All mobile segments will double or triple over the next five years, according to the report. Juniper’s findings are undoubtedly highly optimistic, but I wouldn’t be surprised if it comes to pass given just how much of a hot topic mobile payments are right now.
(Mobile payments will be a big part of our MobileBeat 2011 conference next week in San Francisco, which will feature Google Wallet head Stephanie Tilenius, as well as guests from PayPal and Verizon to discuss the burgeoning new field.)
“Some 20 countries are expected to launch NFC services in the next 18 months, resulting in transactions approaching $50 billion worldwide by 2014,” Juniper’s John Levett wrote in an email announcement this morning. “Meanwhile the need for financial access in developing countries is such that active mobile money users will double by 2013 and drive transaction values accordingly.”
According to Juniper senior analyst David Snow, digital goods, the largest segment of the mobile payment market, won’t grow as quickly as newer segments like NFC and physical goods payments over the next few years. Digital goods will more than double (and account for 40 percent of the market) by 2015, while other segments will grow almost three times as much.
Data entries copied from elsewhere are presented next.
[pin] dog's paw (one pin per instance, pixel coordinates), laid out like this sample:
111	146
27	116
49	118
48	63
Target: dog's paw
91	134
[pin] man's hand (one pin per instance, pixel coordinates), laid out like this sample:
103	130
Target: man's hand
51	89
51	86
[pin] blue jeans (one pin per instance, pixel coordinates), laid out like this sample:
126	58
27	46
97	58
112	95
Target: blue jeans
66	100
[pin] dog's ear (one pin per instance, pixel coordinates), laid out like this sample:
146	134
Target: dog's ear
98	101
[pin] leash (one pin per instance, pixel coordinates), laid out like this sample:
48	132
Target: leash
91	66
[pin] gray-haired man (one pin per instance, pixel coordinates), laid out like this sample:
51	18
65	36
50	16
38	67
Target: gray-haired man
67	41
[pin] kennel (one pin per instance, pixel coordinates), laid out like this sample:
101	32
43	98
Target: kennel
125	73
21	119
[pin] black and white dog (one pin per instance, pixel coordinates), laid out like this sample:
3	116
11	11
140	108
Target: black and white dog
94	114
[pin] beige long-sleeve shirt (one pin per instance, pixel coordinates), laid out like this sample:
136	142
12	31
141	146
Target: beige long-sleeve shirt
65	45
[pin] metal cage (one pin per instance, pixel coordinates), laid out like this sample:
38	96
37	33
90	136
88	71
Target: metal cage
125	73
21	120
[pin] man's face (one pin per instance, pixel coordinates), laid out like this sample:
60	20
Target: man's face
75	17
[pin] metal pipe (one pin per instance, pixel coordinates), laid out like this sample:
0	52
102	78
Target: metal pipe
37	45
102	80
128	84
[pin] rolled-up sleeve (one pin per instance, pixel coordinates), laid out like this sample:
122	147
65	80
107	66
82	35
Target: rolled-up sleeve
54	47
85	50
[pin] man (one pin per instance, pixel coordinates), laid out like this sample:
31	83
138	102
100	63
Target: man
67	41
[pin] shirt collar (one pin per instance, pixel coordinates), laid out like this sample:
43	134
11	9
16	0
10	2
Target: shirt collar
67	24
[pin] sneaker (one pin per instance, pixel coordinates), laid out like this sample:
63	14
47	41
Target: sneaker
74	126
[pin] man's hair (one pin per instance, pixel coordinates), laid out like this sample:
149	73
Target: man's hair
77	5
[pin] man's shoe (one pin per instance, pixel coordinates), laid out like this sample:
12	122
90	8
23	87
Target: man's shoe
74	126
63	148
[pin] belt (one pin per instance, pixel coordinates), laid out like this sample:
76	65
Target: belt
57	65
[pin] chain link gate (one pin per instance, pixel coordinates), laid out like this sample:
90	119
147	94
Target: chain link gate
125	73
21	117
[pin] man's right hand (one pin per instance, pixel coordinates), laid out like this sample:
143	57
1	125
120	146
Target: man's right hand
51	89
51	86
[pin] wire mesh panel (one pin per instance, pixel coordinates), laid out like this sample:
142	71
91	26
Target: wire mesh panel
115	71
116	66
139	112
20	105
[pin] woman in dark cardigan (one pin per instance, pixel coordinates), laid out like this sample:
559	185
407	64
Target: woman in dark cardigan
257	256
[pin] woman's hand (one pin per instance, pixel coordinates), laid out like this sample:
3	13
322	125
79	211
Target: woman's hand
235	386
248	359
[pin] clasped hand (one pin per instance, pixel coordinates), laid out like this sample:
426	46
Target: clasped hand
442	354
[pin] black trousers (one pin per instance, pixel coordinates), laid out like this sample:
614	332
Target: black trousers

A Forrester report from several weeks ago estimated that mobile commerce in the US will hit $31 billion by 2016. It’s difficult to tell if that figure jibes with Juniper’s numbers — Forrester was only looking at the US (Juniper’s figure is global), and the firm was only looking at mobile shopping elements of mobile payments, not money transfers.
The Juniper report also noted that North America, Western Europe, and East Asian countries will account for 75 percent of mobile payment transactions by 2015. That’s to be expected, since all of those regions are also leading the way in smartphone penetration.